The vows and rings are exchanged, the knot is tied. Applause.














The Unicorn cake is unveiled on the cake table, as are five additional wedding cakes made by Granddaughter.











Beer and hard cider flow from the Beericorn, after technical difficulties in establishing a flow are overcome.


The DJ who will wrangle the music during dinner sets up his mammoth array of music-playing equipment.



Daughter's Youngest Daughter and her BF make googly-eyes in front of the stage.




Daughter's Eldest Daughter (in Unicorn onesie) and BF (in Kangaroo onesie with a joey in its pouch) ...





The First Dance



Table decorations

The Unicorn cake is cut. I miss the Groom decapitating it (just as well, I might have cried) and Skittles cascaded down from the head. The Bride hands the Unicorn's horn to a thrilled guest.







A rapprochement between Bride and Flower Girl ...




The Wedding Night's dancing begins. We're a little more sedate tonight after last night's long evening.






Sister and Brother-in-Law behind Granddaughter ...



The members of my son's bands who played at the Rehearsal Dinner are among the wedding guests tonight. They've hired another local band to play for us.  They're a good band, with some nice vocals.




I've declined dancing these two nights, as much as I've wanted to dance, to avoid the spectacle of a face-plant by Granny on the dance floor. But my son is strong enough to catch me if I fall, so I get to have this one dance with him. Can you tell I'm smiling, inside and out?




Sister dances with the Kangaroo ...




... who shows off the joey.  We're all getting ready to say good-bye to the party.
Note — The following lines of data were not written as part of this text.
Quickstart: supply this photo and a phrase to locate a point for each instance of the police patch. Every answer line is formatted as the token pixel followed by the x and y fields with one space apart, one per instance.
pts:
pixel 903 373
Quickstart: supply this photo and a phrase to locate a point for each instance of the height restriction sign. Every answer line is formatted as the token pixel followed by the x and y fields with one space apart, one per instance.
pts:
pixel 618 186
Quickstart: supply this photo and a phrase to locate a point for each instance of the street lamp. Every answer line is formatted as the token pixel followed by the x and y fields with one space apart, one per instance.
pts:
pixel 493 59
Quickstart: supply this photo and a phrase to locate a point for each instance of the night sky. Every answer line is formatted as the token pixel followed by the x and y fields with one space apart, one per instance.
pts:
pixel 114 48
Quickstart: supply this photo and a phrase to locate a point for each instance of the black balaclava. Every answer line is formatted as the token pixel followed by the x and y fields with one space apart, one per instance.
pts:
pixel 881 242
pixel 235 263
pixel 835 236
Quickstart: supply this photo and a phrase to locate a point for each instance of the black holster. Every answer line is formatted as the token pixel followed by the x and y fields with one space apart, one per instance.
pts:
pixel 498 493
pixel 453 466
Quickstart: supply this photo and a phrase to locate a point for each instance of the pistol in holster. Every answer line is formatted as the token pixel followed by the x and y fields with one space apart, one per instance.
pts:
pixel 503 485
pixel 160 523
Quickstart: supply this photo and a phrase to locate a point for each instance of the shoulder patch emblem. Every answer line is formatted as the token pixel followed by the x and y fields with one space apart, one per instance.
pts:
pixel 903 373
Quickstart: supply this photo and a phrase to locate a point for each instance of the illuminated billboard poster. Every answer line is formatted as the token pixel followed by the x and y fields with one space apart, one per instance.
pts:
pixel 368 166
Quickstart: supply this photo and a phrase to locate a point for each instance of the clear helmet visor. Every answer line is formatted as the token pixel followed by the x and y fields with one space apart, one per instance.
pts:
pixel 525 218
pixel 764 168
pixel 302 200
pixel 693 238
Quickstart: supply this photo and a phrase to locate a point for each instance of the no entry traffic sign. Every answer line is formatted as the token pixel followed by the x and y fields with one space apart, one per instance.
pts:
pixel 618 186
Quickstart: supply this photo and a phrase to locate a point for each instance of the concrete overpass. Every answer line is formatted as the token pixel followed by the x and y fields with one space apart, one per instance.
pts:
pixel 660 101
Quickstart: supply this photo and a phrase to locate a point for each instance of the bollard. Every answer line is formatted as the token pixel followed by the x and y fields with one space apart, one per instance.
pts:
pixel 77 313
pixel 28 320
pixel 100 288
The Groom invites us all  to breakfast tomorrow at the Inn.




*     *     *     *     *

I've looked closely at all the photos for koala bears. I've magnified the bride's bouquet to inspect the flower fluffs. As close as I can tell, they are little fluffy unicorns. I think back at the giggles when they told us "koala bears."  I think we've been victims of misdirection. Why am I not surprised?

And so the Big Events moves toward its close.